Wright led the way on offense, hitting 6-for-9 with three RBI and three walks.
Today, for the second game in a row, the Mets sported seven homegrown players in their starting lineup and it paid off. After an offseason in which the Mets’ financial viability was discussed more than their roster, some have noted that this “youth movement” is more the result of limited funds and free-agent options than by design. This may be true, but I challenge you to find a Mets fan who cares.
Winning in New York has always been made to be a wonderful feeling, but winning with years of patience, planning and development behind it is perhaps even more fulfilling (particularly when it’s so contrary to the talent-amassing method of certain crosstown rivals).

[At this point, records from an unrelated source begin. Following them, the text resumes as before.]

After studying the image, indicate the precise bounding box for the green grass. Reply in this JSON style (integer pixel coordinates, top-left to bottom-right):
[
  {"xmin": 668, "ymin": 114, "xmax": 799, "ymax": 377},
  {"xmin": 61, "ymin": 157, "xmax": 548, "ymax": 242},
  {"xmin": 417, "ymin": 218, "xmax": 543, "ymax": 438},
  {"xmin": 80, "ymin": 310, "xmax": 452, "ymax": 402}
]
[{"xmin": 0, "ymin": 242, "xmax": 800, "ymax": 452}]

And for all the Mets' hand-strapped hesitation with the roster this offseason, the bullpen, where the team actually made a marked improvement, provided a huge boost heading into the last 159 games of the season. Among the names added were veterans Ramon Ramirez, Jon Rauch and closer Frank Francisco. In the three games, the ‘pen combined for 10 innings and only one run allowed.
Another offseason move may have played a role in today’s 7-5 win. Both the Mets and Jonathon Niese gambled by agreeing to a five-year, $25 million extension a week before the season started.
When asked by reporters in the clubhouse after the game whether his contract affected his strong performance (two earned runs in six innings), Niese responded: “The contract more or less settles my mind, in that I can go out and pitch and not worry about anything else.”
Three games into this young season, the Mets’ new formula for success has paid off.